Weighing the risks

February 09, 2003|By Gordon Livingston

IN OUR national grief over the loss of the space shuttle Columbia, we are in danger of overlooking some lessons from the tragedy.

It is inevitable that we glorify the dead astronauts beyond what they were: smart, courageous people, conscious of the risks but willing to take them to enjoy the thrill and prestige of being space travelers.

That they were patriotic and dedicated to their jobs is beside the point. The applicants for such work are legion, and in preflight interviews the astronauts repeatedly characterized their experiences as "fun" and "exciting."

An activity that requires people to travel 18,000 miles an hour with re-entry temperatures in excess of 3,000 degrees is obviously dangerous and unforgiving of any malfunction. There is enough history of mechanical mishaps in the 42 years of the space program to have killed 10 astronauts before Columbia disintegrated.

The investigation into the cause of the disaster has just begun. No doubt the experts will find something to explain it; they always do. But does anyone think that we have seen the last fatality?

As we push on to Mars, the risks increase and, thankfully, there will always be people eager to take them. The eventual pinpointing of the cause of the disaster, whether it be missing thermal tiles, structural failure or something else, will, as with the Challenger explosion in 1986, reassure us that some correction will be made that will make the flights safer.

But as Ernest K. Gann observed about aircraft crash investigations, "Sometimes we are left only with the feeling that some malevolent genie unzipped his pants and urinated on the pillar of science."

There is an old saying that the difference between intelligence and stupidity is that there are limits to intelligence. There are also limits to technology, and there exists considerable potential for error in our most sophisticated machines.

System redundancy, prior reliability and the best quality control mankind can devise do not ensure perfection. This is worth contemplating as we prepare for a war that we expect will be a triumph of U.S. technology. But the video game quality of recent American wars has failed to prevent some terrible mistakes. The killing of 204 Iraqi civilians in a Baghdad bomb shelter in the first gulf war and the accidental bombing of the Chinese embassy in Belgrade during the 1999 conflict over Kosovo spring immediately to mind.

We are always subject to the law of unintended consequences. We explore space because we are a curious people, committed to seeking out the frontiers of our universe. This need is one of our most compelling human qualities. It is a sign of our optimism that we assume that we can overcome all obstacles that stand in the way of our journeys.

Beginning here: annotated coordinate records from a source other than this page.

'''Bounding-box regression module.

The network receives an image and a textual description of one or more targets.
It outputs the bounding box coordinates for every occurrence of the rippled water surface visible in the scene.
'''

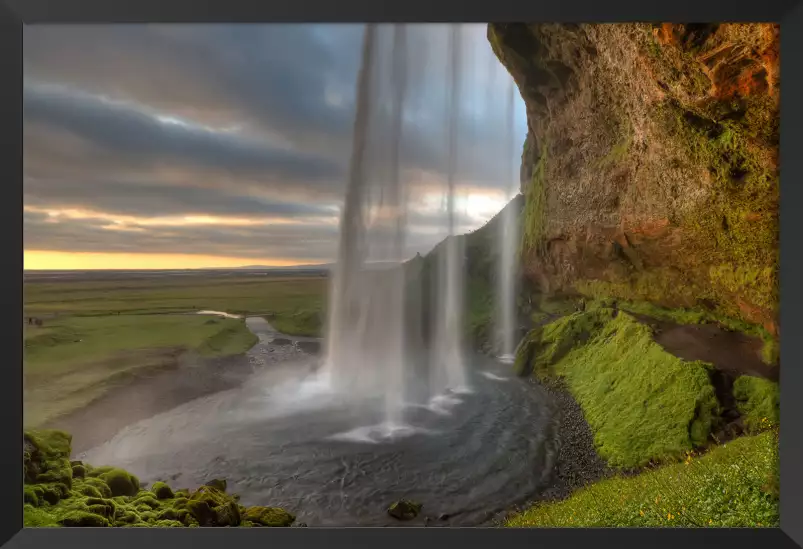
[81,326,554,526]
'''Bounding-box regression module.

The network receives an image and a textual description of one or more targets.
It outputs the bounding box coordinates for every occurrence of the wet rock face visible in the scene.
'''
[488,23,780,335]
[388,499,422,520]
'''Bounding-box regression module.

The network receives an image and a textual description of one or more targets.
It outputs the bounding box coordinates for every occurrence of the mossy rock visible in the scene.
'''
[204,478,226,493]
[87,465,117,478]
[59,510,111,527]
[23,430,72,488]
[114,509,142,526]
[154,520,184,528]
[84,498,117,519]
[243,506,296,527]
[99,468,139,496]
[22,505,59,528]
[131,492,162,509]
[81,477,112,498]
[22,486,42,507]
[187,486,241,526]
[388,499,423,520]
[151,482,175,499]
[72,465,86,479]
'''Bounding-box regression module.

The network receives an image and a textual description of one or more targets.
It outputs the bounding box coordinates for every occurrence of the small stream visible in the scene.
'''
[80,310,555,526]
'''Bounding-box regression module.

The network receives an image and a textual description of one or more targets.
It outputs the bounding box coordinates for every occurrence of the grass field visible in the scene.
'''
[506,430,779,528]
[517,309,718,468]
[24,276,326,427]
[24,276,327,317]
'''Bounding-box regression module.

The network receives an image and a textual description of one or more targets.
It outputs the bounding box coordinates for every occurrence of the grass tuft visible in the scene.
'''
[506,431,779,528]
[733,376,781,433]
[515,308,719,468]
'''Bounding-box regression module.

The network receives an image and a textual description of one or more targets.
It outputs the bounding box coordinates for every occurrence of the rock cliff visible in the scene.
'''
[488,23,780,337]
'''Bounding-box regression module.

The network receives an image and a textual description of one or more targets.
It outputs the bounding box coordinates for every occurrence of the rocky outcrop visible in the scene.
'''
[488,23,780,337]
[23,430,295,527]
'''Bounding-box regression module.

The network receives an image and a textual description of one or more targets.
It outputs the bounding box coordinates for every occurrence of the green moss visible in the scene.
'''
[131,491,161,509]
[597,128,633,169]
[205,478,227,493]
[575,282,779,365]
[100,468,139,496]
[23,430,72,489]
[658,102,778,317]
[22,486,42,507]
[187,486,241,526]
[517,308,718,467]
[243,507,296,526]
[82,477,112,498]
[151,482,174,499]
[521,139,547,255]
[23,432,304,527]
[59,511,111,527]
[506,432,779,527]
[733,376,780,433]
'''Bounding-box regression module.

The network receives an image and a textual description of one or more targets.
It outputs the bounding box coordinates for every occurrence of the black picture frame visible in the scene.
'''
[0,0,803,549]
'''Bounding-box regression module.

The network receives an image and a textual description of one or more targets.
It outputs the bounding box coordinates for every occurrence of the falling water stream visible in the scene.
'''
[322,25,469,430]
[77,25,556,526]
[496,76,519,363]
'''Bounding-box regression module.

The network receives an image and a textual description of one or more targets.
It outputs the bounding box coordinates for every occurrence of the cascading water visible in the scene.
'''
[431,25,468,392]
[320,25,468,433]
[496,75,519,362]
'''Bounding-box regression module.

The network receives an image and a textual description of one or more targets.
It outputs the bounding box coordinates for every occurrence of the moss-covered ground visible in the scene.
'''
[515,308,719,468]
[506,430,779,527]
[24,275,326,427]
[23,431,295,527]
[23,274,328,317]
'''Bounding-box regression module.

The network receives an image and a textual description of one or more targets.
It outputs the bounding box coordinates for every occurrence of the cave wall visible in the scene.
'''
[488,23,780,336]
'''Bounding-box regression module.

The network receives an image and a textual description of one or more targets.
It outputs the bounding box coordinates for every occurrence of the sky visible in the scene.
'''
[23,24,526,269]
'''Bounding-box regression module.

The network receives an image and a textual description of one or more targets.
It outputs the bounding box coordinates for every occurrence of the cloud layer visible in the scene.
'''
[24,24,525,267]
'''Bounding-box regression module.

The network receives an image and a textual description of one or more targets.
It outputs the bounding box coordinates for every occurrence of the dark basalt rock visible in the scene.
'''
[388,499,423,520]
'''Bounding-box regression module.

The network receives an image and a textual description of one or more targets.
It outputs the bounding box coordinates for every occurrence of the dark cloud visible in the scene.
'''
[23,178,337,218]
[24,25,524,259]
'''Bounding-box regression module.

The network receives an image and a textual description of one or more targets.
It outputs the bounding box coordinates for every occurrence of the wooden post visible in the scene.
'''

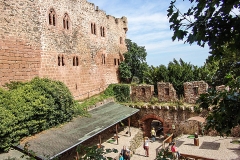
[128,117,131,137]
[116,124,118,144]
[98,135,102,148]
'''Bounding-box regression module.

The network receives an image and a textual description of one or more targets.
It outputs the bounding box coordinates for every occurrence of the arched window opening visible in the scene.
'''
[141,88,146,96]
[62,56,65,66]
[76,57,78,66]
[100,26,103,37]
[102,54,106,64]
[53,14,56,26]
[102,27,105,37]
[48,9,56,26]
[58,56,61,66]
[93,23,96,35]
[73,56,76,66]
[165,88,169,95]
[91,23,93,34]
[63,19,66,28]
[63,13,69,30]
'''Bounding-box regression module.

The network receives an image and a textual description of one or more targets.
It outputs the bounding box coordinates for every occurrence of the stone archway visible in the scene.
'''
[139,114,165,137]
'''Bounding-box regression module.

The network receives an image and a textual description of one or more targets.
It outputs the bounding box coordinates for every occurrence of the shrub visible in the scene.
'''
[0,78,77,151]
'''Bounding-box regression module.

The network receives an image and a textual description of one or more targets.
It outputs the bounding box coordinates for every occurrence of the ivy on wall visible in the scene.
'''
[0,78,84,152]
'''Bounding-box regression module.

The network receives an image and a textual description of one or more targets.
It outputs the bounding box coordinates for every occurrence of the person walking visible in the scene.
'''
[119,153,123,160]
[151,127,156,142]
[171,142,180,159]
[143,137,151,157]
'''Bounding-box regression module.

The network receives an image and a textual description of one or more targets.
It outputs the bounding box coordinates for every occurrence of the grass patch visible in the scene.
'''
[107,139,116,143]
[187,135,195,139]
[231,140,240,144]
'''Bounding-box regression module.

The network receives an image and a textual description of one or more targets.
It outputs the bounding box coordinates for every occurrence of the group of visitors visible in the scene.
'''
[119,146,130,160]
[119,127,180,160]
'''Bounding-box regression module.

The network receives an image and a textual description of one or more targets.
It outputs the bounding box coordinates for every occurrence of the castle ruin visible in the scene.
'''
[0,0,128,99]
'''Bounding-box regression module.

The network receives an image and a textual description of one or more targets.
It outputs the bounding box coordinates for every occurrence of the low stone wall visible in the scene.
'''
[129,131,143,154]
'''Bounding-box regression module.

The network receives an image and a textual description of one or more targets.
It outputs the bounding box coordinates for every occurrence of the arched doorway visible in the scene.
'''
[140,114,165,137]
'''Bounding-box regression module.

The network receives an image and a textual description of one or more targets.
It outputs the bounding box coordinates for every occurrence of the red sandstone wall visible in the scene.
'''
[0,1,41,86]
[0,0,127,99]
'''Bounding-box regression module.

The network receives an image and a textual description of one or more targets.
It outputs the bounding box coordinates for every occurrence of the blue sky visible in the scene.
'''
[88,0,209,66]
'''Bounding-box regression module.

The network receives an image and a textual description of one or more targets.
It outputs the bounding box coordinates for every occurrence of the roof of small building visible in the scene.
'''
[18,102,139,159]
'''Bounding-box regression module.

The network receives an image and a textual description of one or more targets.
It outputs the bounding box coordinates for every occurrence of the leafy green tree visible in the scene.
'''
[76,145,118,160]
[167,0,240,56]
[119,39,148,83]
[168,0,240,135]
[144,65,169,93]
[168,59,195,96]
[198,75,240,135]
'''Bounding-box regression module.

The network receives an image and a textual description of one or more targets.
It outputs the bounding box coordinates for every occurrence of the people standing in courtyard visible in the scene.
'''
[121,146,130,160]
[171,142,180,159]
[143,137,151,157]
[119,153,124,160]
[151,127,156,142]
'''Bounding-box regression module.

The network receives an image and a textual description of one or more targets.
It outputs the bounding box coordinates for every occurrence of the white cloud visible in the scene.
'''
[88,0,209,66]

And we are willing to take casualties to do this. They are the predictable, inadvertent cost of exploration.

Likewise, the war on which we appear about to embark carries with it a huge risk of unanticipated disaster. Arab backlash, death on both sides, oilfields ablaze, environmental catastrophe, chemical and biological agents loosed on the wind.

Following the Sept. 11 attacks, our grief was laced with bewilderment. How could this have happened to us? Much the same response was on display this week when the space shuttle disintegrated. There is an arrogance implied in such a reaction. Unexpected death from terrorism and from technological failures has been a fact of life for a long time and promises to be a part of our future.

We may need a change in attitude in which we spend less time and emotional energy on puzzlement at our vulnerability to random calamity and more on acceptance that we live in a dangerous world. We may need a determination to learn what we can from what happens with the knowledge that perfect safety will always elude us.

What we should respect most about the Columbia astronauts ought to be that they died in the pursuit of peaceful and humanly useful goals. They represented not just the best among us, but they embodied our better selves.

Those of our sons and daughters who may be about to die pursuing a process of unimaginable destruction are equally brave, well-motivated and infinitely precious. Do we really want to ask this of them?

Gordon Livingston is a psychiatrist who lives in Columbia.